Azure Virtual WAN の初期構成では、10.0.1.0/24 VNet が関連付けられ、このルートはオンプレミスの SD-WAN によって学習され、 azureVWANservice を配信サービスタイプとしてルートテーブルに入力されます。 ダイナミックを示すタイプとBGP を示すプロトコルは、ルートが BGP を介して動的に学習されたことを確認できます。
Azure ポータルでは、正常にデプロイされた VPN サイトを Azure 仮想 WAN ハブで監視できます。また、オンプレミスの SD-WAN デバイスで学習されたハブに関連付けられたアドレススペースも表示されます。
接続された VPN サイトのいずれかを選択すると、接続された SD-WAN の詳細が表示されます。IPsecトンネルを終端するパブリックIPアドレス/FQDN、プライベートIPアドレス空間、SD-WANのWANインターフェイスVIPアドレスとなるBGPアドレス、さらに重要なのはハブへの速度と接続ステータスなどです。

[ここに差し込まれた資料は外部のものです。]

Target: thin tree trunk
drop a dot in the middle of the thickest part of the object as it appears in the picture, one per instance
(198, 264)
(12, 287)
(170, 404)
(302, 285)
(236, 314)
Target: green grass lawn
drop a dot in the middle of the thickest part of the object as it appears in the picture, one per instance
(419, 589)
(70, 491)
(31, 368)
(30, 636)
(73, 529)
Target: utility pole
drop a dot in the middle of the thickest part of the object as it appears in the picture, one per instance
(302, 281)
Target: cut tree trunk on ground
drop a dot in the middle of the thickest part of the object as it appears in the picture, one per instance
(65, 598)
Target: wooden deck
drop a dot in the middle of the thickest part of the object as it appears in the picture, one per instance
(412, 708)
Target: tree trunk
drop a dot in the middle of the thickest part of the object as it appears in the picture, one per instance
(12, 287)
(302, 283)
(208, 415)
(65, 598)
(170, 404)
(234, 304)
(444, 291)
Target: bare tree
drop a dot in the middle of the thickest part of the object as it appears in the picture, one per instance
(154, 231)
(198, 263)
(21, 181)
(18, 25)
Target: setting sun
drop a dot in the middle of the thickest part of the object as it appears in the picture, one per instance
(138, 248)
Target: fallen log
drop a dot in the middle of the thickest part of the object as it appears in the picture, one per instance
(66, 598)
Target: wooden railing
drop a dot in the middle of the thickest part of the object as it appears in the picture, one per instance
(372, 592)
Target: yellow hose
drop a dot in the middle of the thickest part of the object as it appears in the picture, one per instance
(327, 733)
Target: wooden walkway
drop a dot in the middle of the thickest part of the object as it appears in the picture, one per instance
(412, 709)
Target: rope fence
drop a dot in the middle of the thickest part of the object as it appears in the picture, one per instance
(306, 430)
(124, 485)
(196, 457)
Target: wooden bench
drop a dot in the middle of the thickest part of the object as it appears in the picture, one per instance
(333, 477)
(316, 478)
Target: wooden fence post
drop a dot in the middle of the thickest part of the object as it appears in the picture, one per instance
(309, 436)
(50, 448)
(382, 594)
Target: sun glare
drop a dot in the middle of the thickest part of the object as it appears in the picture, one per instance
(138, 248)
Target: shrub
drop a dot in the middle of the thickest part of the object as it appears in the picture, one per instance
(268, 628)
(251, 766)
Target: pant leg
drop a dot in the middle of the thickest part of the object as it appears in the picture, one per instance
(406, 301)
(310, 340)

Azure では、仮想ネットワーク接続を追加して、VNet を接続して Azure で利用可能なリソースを作成できます。この構成を完了するには、次の手順を実行します。
- Azure ポータルで、仮想 WAN リソースを選択します。
- [ 接続] で、[ 仮想ネットワーク接続] に移動します。
-
[ + 接続を追加] をクリックします。
-
接続を追加するには、次のフィールドに値を指定します。
- 接続名 — 新しい接続の名前を入力します。
- ハブ — ドロップダウンリストから使用可能なハブを選択します。
- サブスクリプション — ドロップダウンリストで利用可能なサブスクリプションから選択します。
- リソースグループ — 仮想 WAN リソースがデプロイされているドロップダウンリストからリソースグループを選択します。

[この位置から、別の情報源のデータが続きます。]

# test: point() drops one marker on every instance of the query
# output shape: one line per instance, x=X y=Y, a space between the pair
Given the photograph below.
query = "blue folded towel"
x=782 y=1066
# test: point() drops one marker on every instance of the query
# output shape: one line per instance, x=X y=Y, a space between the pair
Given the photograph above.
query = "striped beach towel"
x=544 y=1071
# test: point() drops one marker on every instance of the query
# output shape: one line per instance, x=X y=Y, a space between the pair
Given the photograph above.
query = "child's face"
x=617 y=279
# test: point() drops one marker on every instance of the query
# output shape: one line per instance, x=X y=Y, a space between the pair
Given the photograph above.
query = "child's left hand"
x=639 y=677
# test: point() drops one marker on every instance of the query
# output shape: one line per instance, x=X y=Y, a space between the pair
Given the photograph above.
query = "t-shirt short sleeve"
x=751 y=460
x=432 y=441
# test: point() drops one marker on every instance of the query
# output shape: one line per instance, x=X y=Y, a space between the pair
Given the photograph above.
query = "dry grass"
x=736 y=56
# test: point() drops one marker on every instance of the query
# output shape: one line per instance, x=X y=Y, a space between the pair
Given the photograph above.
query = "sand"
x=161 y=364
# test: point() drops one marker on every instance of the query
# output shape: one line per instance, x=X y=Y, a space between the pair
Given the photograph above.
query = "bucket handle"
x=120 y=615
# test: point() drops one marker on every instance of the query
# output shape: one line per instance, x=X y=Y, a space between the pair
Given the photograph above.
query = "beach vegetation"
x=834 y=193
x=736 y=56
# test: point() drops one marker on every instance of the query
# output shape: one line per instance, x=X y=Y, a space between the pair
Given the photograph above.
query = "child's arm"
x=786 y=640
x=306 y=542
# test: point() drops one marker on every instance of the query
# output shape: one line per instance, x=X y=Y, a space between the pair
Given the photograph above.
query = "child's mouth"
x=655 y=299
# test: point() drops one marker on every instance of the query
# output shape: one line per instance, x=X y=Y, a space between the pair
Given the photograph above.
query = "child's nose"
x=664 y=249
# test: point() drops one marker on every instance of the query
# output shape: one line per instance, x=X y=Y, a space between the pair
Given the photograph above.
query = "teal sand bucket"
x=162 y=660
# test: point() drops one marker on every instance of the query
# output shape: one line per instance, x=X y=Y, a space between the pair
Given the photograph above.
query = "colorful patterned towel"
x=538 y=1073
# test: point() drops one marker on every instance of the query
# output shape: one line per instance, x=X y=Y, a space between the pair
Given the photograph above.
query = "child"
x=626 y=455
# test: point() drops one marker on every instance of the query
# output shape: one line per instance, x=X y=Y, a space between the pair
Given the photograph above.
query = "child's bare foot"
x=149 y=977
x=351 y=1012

- 仮想ネットワーク — ドロップダウンリストで利用可能な仮想ネットワークから選択します。
-
[Create] をクリックします。
新しい VNet がハブにピア接続された場合、オンプレミスの SD-WAN デバイスは、BGP を介して新しいルートを動的に学習します。Citrix SD-WAN Orchestrator サービスで SD-WAN デバイスの最新のルートテーブルを取得するには、[ すべてのサイト] > [レポート] > [リアルタイム] > [統計] > [ルート] に移動します。目的のサイトを選択し、「 最新データを取得」をクリックします。
Citrix SD-WAN で展開されたVPNサイトは、前述の構成手順を通じて、Azure仮想WANハブにピア接続された VNet にデプロイされたリソースにアクセスできます。